Handling Secrets


Taskcluster is a very open platform, so a secret embedded in a task definition or a task artifact is not very secret.

Ideally, tasks would not need access to any secrets, since most tasks run source code from a version-control repository -- even un-trusted code in the case of a Github pull request. It's all too easy to accidentally or maliciously output a secret to the task logs, and such a disclosure is unlikely to be noticed quickly.

The Secrets service provides a simple way to store JSON-formatted secrets in a secure fashion. Access to secrets can be controlled by scopes.

The most common approach is to use the Tools site to create secrets named according to the namespaces document, then read those secrets in tasks via the taskcluster proxy. Access to the secrets is granted by adding a scope to the repository's role.

For example, generating this documentation site requires access to the Mozillians API to download information for the people page, and that API key is stored in a secret named project/taskcluster/tc-docs/mozillians. The task definition in .taskcluster.yml has a scope to read this secret and enables the docker-worker taskclusterProxy feature:

scopes:
  - "secrets:get:project/taskcluster/tc-docs/mozillians"
payload:
  features:
    taskclusterProxy: true
# ..

The role for the master branch of the repository contains the same scope:

"role:github.com/taskcluster/taskcluster-docs:branch:master"
  - "secrets:get:project/taskcluster/tc-docs/mozillians"

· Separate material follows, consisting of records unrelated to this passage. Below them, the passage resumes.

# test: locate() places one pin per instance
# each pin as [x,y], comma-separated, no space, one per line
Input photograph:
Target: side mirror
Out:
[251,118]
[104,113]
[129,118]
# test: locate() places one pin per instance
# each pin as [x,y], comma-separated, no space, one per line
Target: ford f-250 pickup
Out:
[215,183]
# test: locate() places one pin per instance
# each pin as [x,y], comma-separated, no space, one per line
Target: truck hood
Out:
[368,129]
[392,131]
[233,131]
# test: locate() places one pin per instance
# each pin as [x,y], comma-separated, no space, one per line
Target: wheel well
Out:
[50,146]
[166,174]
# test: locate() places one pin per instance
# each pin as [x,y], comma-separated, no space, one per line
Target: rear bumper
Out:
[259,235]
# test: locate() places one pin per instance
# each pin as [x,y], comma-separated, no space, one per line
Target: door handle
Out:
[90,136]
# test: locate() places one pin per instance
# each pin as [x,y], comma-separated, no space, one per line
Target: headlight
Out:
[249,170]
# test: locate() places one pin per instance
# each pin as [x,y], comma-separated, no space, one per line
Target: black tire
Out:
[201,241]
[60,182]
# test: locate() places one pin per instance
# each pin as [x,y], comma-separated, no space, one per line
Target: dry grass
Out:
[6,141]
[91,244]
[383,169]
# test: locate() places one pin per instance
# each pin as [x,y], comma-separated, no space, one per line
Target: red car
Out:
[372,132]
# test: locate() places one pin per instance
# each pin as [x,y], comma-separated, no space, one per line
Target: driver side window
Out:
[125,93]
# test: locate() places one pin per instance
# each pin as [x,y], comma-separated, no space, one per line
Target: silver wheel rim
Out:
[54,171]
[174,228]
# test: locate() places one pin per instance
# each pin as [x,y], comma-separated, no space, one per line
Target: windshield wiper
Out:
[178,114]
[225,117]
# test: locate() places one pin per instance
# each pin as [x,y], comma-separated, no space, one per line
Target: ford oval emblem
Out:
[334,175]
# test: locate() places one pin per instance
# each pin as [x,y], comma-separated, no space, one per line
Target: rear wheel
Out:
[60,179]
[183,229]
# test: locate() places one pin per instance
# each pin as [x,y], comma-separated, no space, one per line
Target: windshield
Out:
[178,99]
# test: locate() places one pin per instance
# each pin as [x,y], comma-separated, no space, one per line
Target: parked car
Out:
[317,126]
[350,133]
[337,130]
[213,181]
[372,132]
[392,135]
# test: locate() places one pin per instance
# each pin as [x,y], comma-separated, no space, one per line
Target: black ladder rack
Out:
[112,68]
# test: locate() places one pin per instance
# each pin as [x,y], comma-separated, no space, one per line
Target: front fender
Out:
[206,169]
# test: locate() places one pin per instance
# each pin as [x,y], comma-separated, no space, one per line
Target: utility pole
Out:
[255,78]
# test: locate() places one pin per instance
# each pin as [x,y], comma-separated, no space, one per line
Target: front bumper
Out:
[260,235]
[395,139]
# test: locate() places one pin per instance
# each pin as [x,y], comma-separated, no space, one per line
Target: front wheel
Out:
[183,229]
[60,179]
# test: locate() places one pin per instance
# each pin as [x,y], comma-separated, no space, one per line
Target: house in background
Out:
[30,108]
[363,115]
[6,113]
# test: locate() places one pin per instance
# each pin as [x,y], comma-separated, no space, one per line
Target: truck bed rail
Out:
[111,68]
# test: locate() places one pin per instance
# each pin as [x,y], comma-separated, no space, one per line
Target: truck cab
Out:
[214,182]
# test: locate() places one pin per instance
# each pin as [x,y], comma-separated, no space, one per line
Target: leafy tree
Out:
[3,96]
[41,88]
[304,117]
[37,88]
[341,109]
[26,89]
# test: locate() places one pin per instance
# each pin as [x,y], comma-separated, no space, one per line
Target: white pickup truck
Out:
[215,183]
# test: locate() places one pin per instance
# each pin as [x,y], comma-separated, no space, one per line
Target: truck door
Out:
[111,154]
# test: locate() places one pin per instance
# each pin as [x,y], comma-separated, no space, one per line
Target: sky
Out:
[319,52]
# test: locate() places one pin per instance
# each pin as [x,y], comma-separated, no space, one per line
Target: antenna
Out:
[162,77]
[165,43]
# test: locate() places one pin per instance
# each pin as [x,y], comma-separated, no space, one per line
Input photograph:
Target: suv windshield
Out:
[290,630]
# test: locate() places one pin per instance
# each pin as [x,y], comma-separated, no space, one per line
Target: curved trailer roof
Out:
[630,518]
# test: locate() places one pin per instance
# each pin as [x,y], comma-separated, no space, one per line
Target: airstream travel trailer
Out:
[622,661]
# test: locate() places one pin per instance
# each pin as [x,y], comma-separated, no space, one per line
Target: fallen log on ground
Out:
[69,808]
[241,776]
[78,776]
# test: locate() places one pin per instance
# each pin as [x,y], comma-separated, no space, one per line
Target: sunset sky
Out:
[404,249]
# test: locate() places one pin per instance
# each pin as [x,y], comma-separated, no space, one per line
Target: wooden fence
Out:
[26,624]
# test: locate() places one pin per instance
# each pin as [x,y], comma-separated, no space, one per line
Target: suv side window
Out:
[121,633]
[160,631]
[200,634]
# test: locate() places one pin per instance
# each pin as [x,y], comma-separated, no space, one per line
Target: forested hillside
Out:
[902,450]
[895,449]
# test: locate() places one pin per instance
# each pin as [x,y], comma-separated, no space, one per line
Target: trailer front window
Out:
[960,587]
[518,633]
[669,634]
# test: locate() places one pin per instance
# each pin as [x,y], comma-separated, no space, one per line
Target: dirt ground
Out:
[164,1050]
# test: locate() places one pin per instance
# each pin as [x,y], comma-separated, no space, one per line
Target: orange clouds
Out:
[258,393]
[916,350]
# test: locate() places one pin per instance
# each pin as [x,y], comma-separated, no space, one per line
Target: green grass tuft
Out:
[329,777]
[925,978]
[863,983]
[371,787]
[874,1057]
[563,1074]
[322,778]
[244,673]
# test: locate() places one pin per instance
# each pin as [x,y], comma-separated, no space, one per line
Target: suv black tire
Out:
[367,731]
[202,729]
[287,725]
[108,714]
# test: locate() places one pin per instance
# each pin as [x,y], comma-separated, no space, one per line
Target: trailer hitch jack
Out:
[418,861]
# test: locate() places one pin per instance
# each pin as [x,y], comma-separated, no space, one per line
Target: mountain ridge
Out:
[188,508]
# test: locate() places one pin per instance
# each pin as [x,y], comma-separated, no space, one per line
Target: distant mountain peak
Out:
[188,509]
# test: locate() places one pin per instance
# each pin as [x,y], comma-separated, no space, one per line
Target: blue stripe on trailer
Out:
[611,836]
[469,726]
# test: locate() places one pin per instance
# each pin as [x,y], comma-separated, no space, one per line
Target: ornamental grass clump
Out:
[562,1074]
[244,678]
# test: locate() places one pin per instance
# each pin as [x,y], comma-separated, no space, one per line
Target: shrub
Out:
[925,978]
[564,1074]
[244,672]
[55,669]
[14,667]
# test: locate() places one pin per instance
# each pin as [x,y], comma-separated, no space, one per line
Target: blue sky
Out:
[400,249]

Note that the ..:pull-request role does not have this scope, so pull requests cannot access the Mozillians API key.

The script that runs in the task calls the secrets API using the Taskcluster client and extracts the API key from the resulting JSON object:

var getApiKey = () => {
  if (process.env.MOZILLIANS_SECRET) {
    // specify a baseUrl to use the secrets service via taskcluster-proxy
    var secrets = new taskcluster.Secrets({baseUrl: 'http://taskcluster/secrets/v1/'});
    return secrets.get(process.env.MOZILLIANS_SECRET).then(secret => secret.secret['api-key']);
  }

There are taskcluster clients available in many languages - use the one most comfortable for you.

Note: the garbage/ namespace is provided for experimentation with the API, but it is what it says on the tin: garbage, and more importantly, readable by anyone. Never put important information in a secret under garbage/!